As in the case of Mr Jivraj and Mr Hashwani, Neil Newing, associate at international law firm comments:

“To a huge collective sigh of relief amongst the arbitration community, the Supreme Court has today ruled that arbitrators are not employees for the purposes of discrimination legislation.

In overturning the controversial decision of the Court of Appeal, the Supreme Court has prevented a large number of institutional and ad hoc arbitration clauses which contain express or implicit restrictions on the eligibility of persons to be appointed as arbitrator from being vulnerable to challenge.

Although the arbitration clause in this case is unusual, the ramifications of the Court of Appeal decision were potentially extensive.
The Regulations have been subsumed since October 2010 into the Equality Act 2010, which consolidates all the English discrimination regulations.

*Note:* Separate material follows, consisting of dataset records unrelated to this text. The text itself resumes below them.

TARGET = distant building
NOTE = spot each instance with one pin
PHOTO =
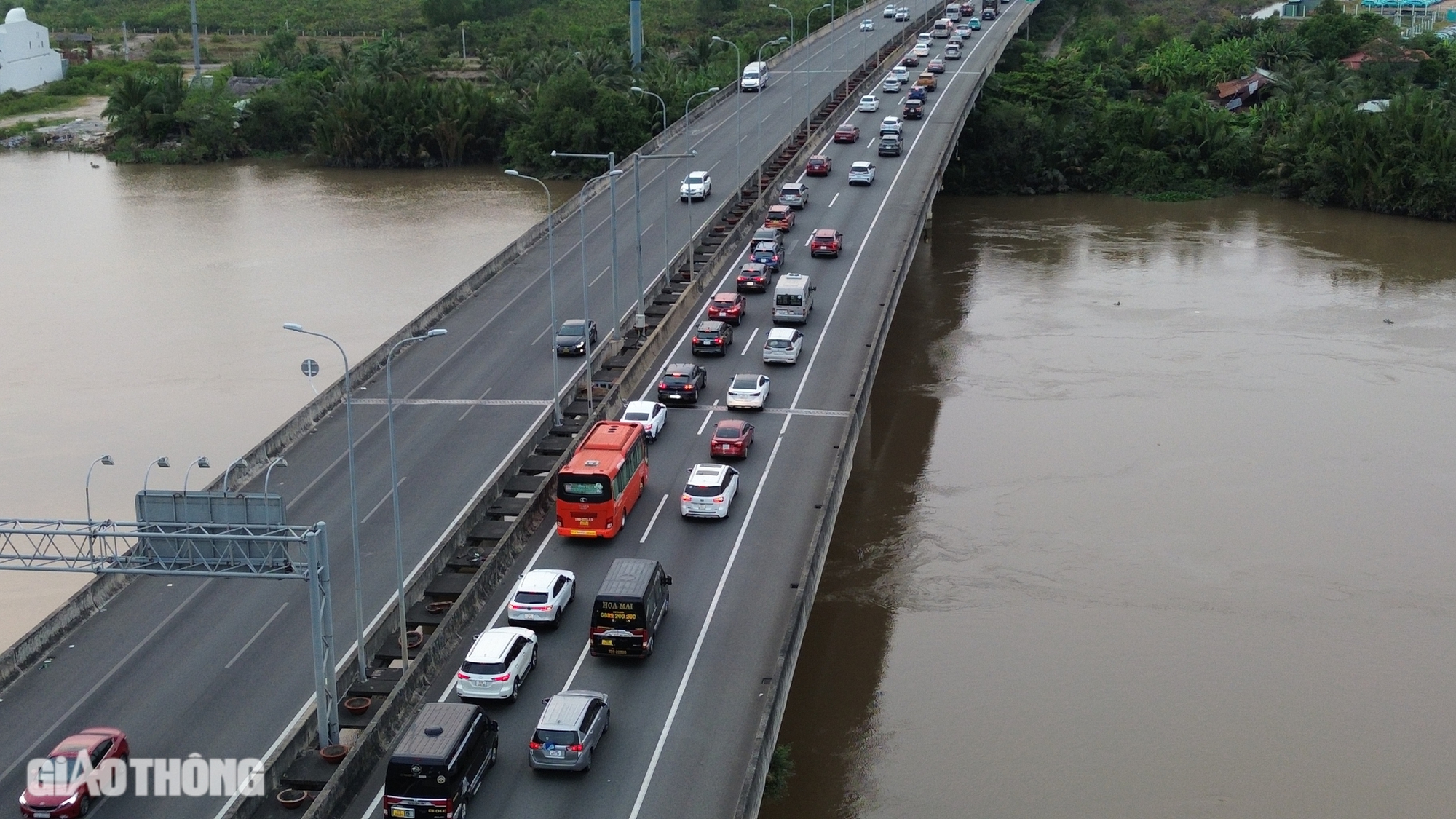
(27, 59)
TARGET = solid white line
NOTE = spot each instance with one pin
(703, 633)
(577, 668)
(103, 681)
(256, 636)
(751, 341)
(708, 417)
(474, 405)
(382, 502)
(650, 523)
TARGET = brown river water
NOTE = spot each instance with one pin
(1152, 518)
(1155, 522)
(143, 311)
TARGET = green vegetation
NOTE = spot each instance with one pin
(781, 767)
(555, 76)
(1126, 107)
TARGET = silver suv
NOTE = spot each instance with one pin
(570, 729)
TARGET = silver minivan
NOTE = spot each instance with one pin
(570, 729)
(793, 299)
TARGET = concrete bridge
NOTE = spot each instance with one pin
(225, 669)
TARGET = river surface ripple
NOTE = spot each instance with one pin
(1155, 521)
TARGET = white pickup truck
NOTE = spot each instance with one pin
(698, 186)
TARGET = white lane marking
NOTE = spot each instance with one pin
(382, 502)
(752, 336)
(708, 416)
(703, 633)
(477, 401)
(650, 523)
(103, 681)
(264, 627)
(577, 668)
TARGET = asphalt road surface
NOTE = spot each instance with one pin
(221, 668)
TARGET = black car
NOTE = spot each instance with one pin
(768, 254)
(571, 339)
(682, 384)
(713, 339)
(753, 279)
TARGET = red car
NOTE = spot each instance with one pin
(826, 242)
(732, 439)
(729, 306)
(753, 277)
(72, 800)
(780, 218)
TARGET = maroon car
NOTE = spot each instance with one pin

The 2010 Act adopts the same definition of employment as in the Regulations and the concern was that if an arbitrator was an employee for these purposes, any express or implicit restriction on eligibility on grounds of, for example, nationality or ethnicity, would be discriminatory.’’

The decision last year had raised concerns about the validity of many standard arbitration clauses including those in existing contracts. The Supreme Court decision lays those concerns to rest.